Concentrations of protein carbonyls in heart tissues of Balb/c mice exposed to (i) a single dose of ZEN (40 mg kg⁻¹ b.w.) for 24 h and (ii) CRO (50, 100 and 250 mg kg⁻¹ b.w.). Results are expressed as means ± SD from three independent experiments. **p < 0.01: from control; ^# p < 0.05 and ^## p < 0.01: from groups treated with ZEN. CTL: control; ZEN: zearalenone; b.w.: body weight; CRO: crocin.

CAT activity

As shown in Figure 4, ZEN induced a marked increase in CAT activity in heart extracts. This increased activity was about fourfold as compared to the control group (p < 0.05).
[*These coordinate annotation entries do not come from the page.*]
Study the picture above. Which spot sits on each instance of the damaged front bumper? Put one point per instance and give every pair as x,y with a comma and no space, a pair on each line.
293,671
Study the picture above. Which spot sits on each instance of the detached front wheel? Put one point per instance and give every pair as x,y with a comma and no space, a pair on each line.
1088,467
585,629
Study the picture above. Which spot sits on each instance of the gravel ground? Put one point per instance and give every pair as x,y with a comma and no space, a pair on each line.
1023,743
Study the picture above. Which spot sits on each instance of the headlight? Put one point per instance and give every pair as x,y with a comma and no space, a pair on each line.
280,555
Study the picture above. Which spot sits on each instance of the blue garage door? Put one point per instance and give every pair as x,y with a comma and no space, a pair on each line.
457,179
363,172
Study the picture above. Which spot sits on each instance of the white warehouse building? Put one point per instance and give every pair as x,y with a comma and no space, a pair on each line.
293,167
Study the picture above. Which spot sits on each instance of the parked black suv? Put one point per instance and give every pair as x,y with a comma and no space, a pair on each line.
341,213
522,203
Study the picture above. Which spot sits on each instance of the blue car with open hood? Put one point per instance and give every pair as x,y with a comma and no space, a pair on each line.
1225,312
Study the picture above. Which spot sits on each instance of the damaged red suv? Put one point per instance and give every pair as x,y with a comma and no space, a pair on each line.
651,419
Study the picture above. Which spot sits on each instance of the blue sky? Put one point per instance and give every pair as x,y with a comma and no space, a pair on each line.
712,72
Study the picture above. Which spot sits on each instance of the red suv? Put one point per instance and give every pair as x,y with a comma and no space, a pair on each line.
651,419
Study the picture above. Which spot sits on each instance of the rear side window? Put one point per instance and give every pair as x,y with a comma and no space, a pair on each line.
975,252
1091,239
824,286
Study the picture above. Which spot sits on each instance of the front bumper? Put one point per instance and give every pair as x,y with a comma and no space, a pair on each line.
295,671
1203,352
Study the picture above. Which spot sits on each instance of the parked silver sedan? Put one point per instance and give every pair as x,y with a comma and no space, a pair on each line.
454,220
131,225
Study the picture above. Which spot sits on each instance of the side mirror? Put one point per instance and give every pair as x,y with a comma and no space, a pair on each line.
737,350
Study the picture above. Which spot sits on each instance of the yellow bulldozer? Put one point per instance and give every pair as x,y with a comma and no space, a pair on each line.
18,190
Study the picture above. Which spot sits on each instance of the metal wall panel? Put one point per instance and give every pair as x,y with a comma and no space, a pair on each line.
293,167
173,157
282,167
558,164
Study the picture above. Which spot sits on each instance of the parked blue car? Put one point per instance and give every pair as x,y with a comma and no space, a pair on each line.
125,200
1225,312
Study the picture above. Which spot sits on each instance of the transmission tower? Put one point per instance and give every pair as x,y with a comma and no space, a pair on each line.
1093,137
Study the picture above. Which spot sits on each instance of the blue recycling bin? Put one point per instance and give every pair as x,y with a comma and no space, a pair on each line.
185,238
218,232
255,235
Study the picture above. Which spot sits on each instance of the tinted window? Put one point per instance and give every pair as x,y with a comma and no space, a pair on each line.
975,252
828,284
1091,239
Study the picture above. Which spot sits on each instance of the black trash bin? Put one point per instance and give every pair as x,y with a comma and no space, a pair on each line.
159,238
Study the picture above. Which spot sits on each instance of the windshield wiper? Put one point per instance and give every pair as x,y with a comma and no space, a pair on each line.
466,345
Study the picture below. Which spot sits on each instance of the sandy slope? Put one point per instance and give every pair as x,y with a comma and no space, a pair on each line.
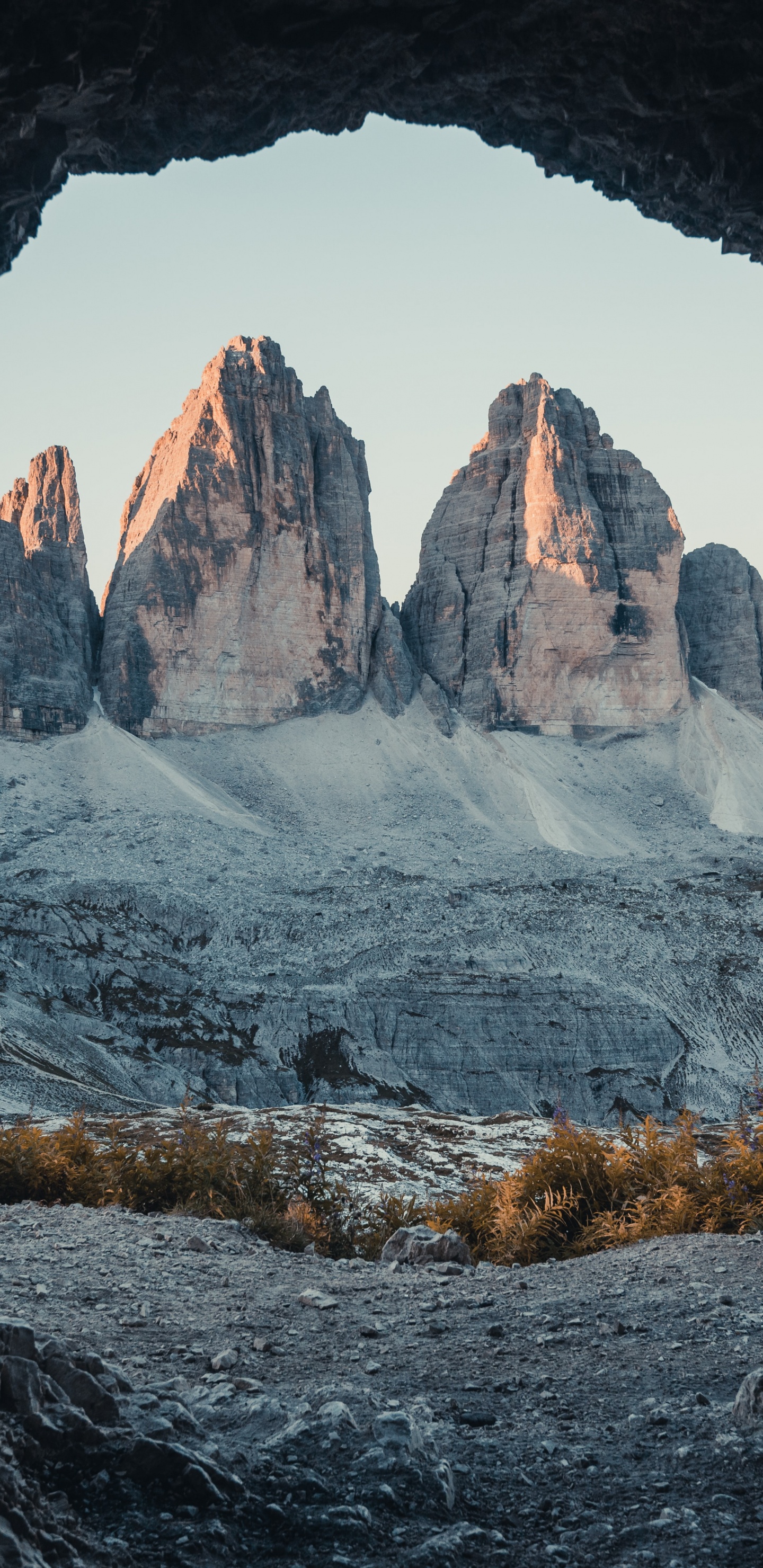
352,907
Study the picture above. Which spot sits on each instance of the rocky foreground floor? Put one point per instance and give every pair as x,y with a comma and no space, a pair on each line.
258,1405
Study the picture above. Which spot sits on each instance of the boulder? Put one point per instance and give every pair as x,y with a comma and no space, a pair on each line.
247,584
418,1244
748,1407
49,621
16,1338
84,1390
548,577
21,1385
721,606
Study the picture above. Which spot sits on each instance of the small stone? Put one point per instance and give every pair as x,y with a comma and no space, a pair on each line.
224,1360
748,1407
318,1299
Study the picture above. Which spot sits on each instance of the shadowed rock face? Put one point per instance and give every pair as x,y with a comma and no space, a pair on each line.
657,104
247,584
548,577
721,604
49,621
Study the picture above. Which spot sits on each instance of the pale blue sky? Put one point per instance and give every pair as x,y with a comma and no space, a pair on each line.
413,272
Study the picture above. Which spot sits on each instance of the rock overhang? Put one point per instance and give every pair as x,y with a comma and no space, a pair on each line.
657,104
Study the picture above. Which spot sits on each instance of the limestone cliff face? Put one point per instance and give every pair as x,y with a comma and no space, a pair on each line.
247,584
721,604
548,577
49,621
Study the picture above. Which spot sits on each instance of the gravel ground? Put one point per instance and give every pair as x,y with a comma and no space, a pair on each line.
573,1413
359,908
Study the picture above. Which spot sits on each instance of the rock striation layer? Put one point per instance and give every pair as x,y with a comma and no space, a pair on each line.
49,621
247,584
548,577
721,604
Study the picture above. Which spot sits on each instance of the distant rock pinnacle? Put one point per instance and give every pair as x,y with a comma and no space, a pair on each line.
721,603
548,577
49,621
247,584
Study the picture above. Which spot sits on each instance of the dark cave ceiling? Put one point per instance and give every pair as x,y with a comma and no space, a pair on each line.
660,104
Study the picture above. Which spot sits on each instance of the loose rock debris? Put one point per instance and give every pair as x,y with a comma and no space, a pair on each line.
232,1424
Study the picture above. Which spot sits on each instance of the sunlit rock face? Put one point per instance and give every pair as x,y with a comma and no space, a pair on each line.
548,577
49,621
247,584
721,604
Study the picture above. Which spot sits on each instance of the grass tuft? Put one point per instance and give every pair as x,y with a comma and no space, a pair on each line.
578,1194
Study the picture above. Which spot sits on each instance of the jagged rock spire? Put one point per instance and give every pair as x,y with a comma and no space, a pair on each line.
247,582
548,576
49,621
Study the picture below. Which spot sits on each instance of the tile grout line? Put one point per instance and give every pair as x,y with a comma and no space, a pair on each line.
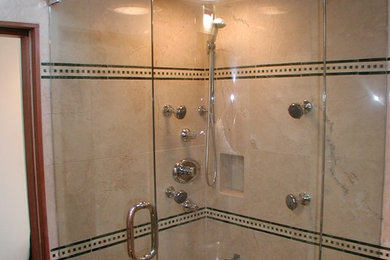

Yet, when mice were given CRO, a significant decrease of this activity in dose-dependent manner was noticed. At the highest dose of CRO (250 mg kg⁻¹ b.w.), the CAT activity reached the control level (Figure 4).

Figure 4.

CAT activity measured in heart tissues of Balb/c mice exposed to (i) a single dose of ZEN (40 mg kg⁻¹ b.w.) for 24 h and (ii) CRO (50, 100 and 250 mg kg⁻¹ b.w.). Results are expressed as means ± SD from three independent experiments. ***p < 0.001: from control; ^## p < 0.01 and ^### p < 0.001: from groups treated with ZEN. CTL: control; CAT: catalase; ZEN: zearalenone; CRO: crocin; b.w.: body weight.

SOD activity

Figure 5 illustrates the effect of ZEN and CRO on SOD activity. Compared with the control group, there was a significant increase in the SOD activity in the ZEN-treated group. In fact, the SOD activity measured in heart homogenate increased from basal value of 0.70 ± 0.19 U mg⁻¹ of protein in control group to reach 6.82 ± 0.72 U mg⁻¹ of protein in ZEN-treated group. Thus, the SOD activity was about ninefold. Nevertheless, pretreatment with CRO at different doses showed a remarkable decrease in the SOD activity (Figure 5).

Figure 5.

SOD activity measured in heart tissues of Balb/c mice exposed to (i) a single dose of ZEN (40 mg kg⁻¹ b.w.) for 24 h and (ii) CRO (50, 100 and 250 mg kg⁻¹ b.w.). Results are expressed as means ± SD from three independent experiments. ***p < 0.001: from control; ^# p < 0.05 and ^## p < 0.01: from groups treated with ZEN. CTL: control; SOD: superoxide dismutase; ZEN: zearalenone; b.w.: body weight; CRO: crocin.

Hsp 70 expression

ZEN induces the expression of Hsp 70 genes in heart as evidenced by the example of immunoblotting illustrated in Figure 6(a), which was further confirmed by results of scanning densitometry (Figure 6(b)). However, the administration of ascending doses of CRO reduces progressively the amounts of Hsp 70 (Figure 6(a) and (b)).

Figure 6.

(a) Immunochemical detection of Hsp 70 in heart tissues of Balb/c mice exposed to (i) a single dose of ZEN (40 mg kg⁻¹ b.w.) for 24 h and (ii) CRO (50, 100 and 250 mg kg⁻¹ b.w.). (b) Scanning densitometry of Hsp 70 levels are expressed as percentage of control. Results are expressed as means ± SD from three independent experiments. **p < 0.01: from control; ^## p < 0.01: from groups treated with ZEN. CTL: control; Hsp 70: 70 kilodalton heat shock protein; b.w.: body weight; ZEN: zearalenone; CRO: crocin.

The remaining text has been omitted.